GLI INDIOS DEL BRASILE E L’ALTRA FACCIA DEL CORONAVIRUS

L’altra faccia del Coronavirus vede gli Indios del Brasile e di tutto il mondo combattere un nemico invisibile e spietato senza, a volte, nessun arma a disposizione. L’assurdo di questa storia è: che mentre i governi pensano a come salvare il mondo e le città dalla pandemia, ci sono, esseri umani, dimenticati a loro stessi.

In Sudamerica migliaia di indigeni aggrediti dalla pandemia non hanno ricevuto assistenza e cure necessarie. Ma una delle situazioni più gravi si è verificata in Brasile. Sono 501 le vittime indios da Coronavirus, mentre quasi 15mila indios sono stati infettati nei villaggi e nelle aree urbane di tutto il Paese.

Gli indios del Brasile

Attualmente in Brasile ci sono 305 gruppi etnici con circa 900.000 indigeni che parlano 274 lingue diverse. A causa del loro isolamento, questi popoli non hanno sviluppato difese immunitarie verso malattie altrove comuni, e per questo sono sempre estremamente vulnerabili. In passato succedeva spesso che il 50% di una tribù veniva annientata da malattie come il morbillo o l’influenza nell’anno seguente al primo contatto.
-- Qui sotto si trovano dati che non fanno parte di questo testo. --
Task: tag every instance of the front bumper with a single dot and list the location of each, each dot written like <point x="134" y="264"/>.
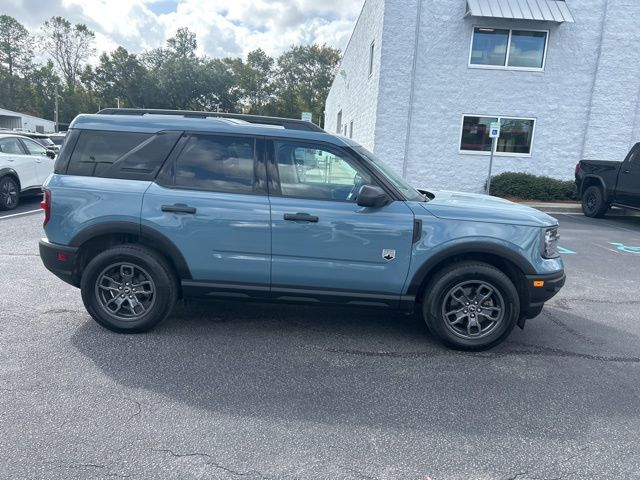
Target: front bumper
<point x="541" y="288"/>
<point x="59" y="260"/>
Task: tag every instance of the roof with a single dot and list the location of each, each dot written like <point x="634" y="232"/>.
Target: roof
<point x="542" y="10"/>
<point x="154" y="123"/>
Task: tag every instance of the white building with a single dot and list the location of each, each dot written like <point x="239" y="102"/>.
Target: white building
<point x="21" y="121"/>
<point x="421" y="80"/>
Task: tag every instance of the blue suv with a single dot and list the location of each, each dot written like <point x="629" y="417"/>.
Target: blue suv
<point x="149" y="206"/>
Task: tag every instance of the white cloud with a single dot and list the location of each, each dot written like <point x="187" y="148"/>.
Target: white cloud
<point x="223" y="27"/>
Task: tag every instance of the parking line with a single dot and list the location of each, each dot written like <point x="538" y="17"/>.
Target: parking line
<point x="21" y="213"/>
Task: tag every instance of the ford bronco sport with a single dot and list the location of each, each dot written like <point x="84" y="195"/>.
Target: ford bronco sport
<point x="148" y="206"/>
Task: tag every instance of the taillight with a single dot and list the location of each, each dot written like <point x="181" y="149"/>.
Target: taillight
<point x="45" y="204"/>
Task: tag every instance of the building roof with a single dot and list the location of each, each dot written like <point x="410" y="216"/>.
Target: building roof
<point x="542" y="10"/>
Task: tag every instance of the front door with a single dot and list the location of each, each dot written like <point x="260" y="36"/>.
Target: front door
<point x="210" y="201"/>
<point x="323" y="243"/>
<point x="628" y="187"/>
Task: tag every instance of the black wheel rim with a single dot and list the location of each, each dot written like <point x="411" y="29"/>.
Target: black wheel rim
<point x="8" y="194"/>
<point x="473" y="309"/>
<point x="125" y="291"/>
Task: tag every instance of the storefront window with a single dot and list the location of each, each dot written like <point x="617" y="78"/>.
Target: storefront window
<point x="516" y="135"/>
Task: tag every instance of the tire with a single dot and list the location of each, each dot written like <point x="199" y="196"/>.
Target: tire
<point x="9" y="193"/>
<point x="455" y="289"/>
<point x="129" y="289"/>
<point x="593" y="203"/>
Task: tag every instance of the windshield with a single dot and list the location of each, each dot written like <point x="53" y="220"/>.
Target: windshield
<point x="400" y="183"/>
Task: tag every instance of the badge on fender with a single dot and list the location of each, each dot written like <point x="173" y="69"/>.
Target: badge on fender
<point x="388" y="254"/>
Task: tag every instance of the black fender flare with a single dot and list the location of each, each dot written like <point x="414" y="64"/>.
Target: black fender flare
<point x="149" y="235"/>
<point x="10" y="171"/>
<point x="477" y="248"/>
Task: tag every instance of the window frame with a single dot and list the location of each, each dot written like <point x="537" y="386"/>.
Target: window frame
<point x="166" y="176"/>
<point x="506" y="60"/>
<point x="496" y="153"/>
<point x="273" y="172"/>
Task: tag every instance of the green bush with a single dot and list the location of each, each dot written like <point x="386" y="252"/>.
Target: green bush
<point x="524" y="186"/>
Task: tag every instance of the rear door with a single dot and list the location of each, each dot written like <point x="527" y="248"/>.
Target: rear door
<point x="210" y="200"/>
<point x="13" y="155"/>
<point x="628" y="187"/>
<point x="325" y="246"/>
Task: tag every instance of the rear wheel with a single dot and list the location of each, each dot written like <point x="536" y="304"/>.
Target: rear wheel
<point x="471" y="306"/>
<point x="128" y="289"/>
<point x="9" y="193"/>
<point x="593" y="203"/>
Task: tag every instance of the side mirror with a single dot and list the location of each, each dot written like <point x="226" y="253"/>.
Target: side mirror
<point x="372" y="196"/>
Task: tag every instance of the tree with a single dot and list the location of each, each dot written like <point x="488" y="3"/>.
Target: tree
<point x="255" y="81"/>
<point x="303" y="79"/>
<point x="69" y="46"/>
<point x="15" y="52"/>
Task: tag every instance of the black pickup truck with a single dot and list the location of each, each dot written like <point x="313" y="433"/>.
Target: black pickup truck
<point x="603" y="184"/>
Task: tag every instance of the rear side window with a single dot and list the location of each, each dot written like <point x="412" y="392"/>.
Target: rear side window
<point x="217" y="163"/>
<point x="125" y="155"/>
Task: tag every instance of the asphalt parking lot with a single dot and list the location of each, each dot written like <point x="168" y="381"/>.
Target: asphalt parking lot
<point x="233" y="390"/>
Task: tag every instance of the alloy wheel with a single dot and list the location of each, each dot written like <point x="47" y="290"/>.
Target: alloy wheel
<point x="473" y="309"/>
<point x="125" y="291"/>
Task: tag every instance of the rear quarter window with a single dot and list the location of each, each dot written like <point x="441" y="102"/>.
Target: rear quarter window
<point x="124" y="155"/>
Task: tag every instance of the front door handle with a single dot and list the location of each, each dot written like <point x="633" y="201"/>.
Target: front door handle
<point x="178" y="208"/>
<point x="300" y="217"/>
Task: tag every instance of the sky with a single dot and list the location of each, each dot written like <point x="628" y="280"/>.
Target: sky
<point x="223" y="27"/>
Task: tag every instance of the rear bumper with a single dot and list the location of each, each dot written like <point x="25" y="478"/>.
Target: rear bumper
<point x="59" y="260"/>
<point x="541" y="288"/>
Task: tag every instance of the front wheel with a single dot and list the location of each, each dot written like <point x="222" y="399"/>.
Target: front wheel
<point x="9" y="193"/>
<point x="128" y="289"/>
<point x="471" y="306"/>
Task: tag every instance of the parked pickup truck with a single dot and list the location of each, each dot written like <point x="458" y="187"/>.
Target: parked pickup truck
<point x="602" y="184"/>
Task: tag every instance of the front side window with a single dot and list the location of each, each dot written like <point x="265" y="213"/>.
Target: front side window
<point x="510" y="49"/>
<point x="217" y="163"/>
<point x="307" y="171"/>
<point x="516" y="135"/>
<point x="11" y="146"/>
<point x="33" y="147"/>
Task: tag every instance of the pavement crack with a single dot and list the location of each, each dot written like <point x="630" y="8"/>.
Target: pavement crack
<point x="210" y="461"/>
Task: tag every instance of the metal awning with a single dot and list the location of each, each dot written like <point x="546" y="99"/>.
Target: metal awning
<point x="542" y="10"/>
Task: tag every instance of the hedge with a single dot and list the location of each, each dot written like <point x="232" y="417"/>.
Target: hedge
<point x="524" y="186"/>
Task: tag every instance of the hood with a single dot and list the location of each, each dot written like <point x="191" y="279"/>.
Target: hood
<point x="483" y="208"/>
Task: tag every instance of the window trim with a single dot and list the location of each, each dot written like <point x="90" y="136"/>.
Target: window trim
<point x="496" y="153"/>
<point x="506" y="65"/>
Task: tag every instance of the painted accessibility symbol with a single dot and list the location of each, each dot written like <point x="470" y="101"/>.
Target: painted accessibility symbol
<point x="626" y="248"/>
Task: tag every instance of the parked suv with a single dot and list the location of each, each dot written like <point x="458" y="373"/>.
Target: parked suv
<point x="24" y="166"/>
<point x="146" y="207"/>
Lo sviluppo di attività economiche come la deforestazione per la raccolta del legname e dell’agro business nelle terre indigene in cui vivono i popoli, genera frequenti conflitti e scontri violenti. Che mietono vittime sia tra gli stranieri, ma ancor più fra gli Indiani stessi.

Nel quasi più assoluto silenzio nel corso degli anni queste cose succedono giorno dopo giorno. Il tutto per generare benessere ad un modo di vivere occidentale sempre più confortevole e agiato. In questo ultimo anno le cose si sono notevolmente aggravate. Il Brasile ha 34 Distretti Sanitari Indigeni Speciali (DSEI), responsabili della cura dei villaggi indigeni. Ma il 36% degli indigeni in Brasile vive in aree urbane e non è assistito dal DSEI ma dal Sistema Sanitario Unificato (SUS), in cui gli indigeni sono generalmente discriminati.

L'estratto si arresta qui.